Bintang Panggung
Riuh tepuk tangan para penonton menggelora memenuhi aula
ini. Semua tampak puas dengan penampilan seorang pria dengan nyanyiannya dan
gitar akustik. Beberapa dari penonton bahkan melakukan standing applause untuk memberikan apresiasinya terhadap pria yang
baru saja mengusaikan pernampilannya itu.
Pria itu nampak puas. Dengan gaya penuh kharisma, dia
membungkukan badannya.
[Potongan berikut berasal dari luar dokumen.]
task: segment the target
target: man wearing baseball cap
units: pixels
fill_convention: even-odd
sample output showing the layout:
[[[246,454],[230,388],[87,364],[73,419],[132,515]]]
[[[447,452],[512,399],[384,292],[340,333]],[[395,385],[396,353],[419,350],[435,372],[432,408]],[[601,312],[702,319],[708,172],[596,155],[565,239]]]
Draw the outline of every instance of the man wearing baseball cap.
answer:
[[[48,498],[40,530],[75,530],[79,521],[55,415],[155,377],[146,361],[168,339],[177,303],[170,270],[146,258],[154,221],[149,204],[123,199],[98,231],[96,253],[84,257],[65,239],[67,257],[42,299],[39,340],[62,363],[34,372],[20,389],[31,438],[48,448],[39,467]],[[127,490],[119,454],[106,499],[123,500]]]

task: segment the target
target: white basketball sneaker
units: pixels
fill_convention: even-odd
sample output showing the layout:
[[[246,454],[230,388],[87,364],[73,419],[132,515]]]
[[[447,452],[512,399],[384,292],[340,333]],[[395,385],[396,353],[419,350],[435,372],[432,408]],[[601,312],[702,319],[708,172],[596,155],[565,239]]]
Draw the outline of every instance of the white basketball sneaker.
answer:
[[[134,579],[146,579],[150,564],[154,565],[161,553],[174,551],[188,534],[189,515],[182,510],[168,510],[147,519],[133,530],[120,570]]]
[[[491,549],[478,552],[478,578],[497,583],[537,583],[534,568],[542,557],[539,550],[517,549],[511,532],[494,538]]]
Dasi sepanjang tiga perempat dada dengan pangkal yang
tak terikat sempurna—tapi malah memberikan kesan seksi—turut melambai jatuh.
Dia tak henti memamerkan senyumnya yang mengagumkan. Senyum yang mampu membius
kesadaran kaum hawa. Senyum yang mampu menaklukan siapapun.
Begitu juga aku.
Dari sudut sini, kursi paling pojok di aula sekolah ini,
aku menyaksikan pria itu tampil. Lagu Dengar Bisikku kepunyaan The Rain yang
baru saja dia mainkan membuat mulutku tak henti menganga. Malam hari ini,
penampilannya sempurna. Bahkan sampai beberapa detik setelah dia selesai
perform, tepuk tangan masih belum berhenti. Sekali lagi, mulutku belum berhenti
menganga.
“Tutup mulutnya, Neng, laler aja udah bersarang di situ.”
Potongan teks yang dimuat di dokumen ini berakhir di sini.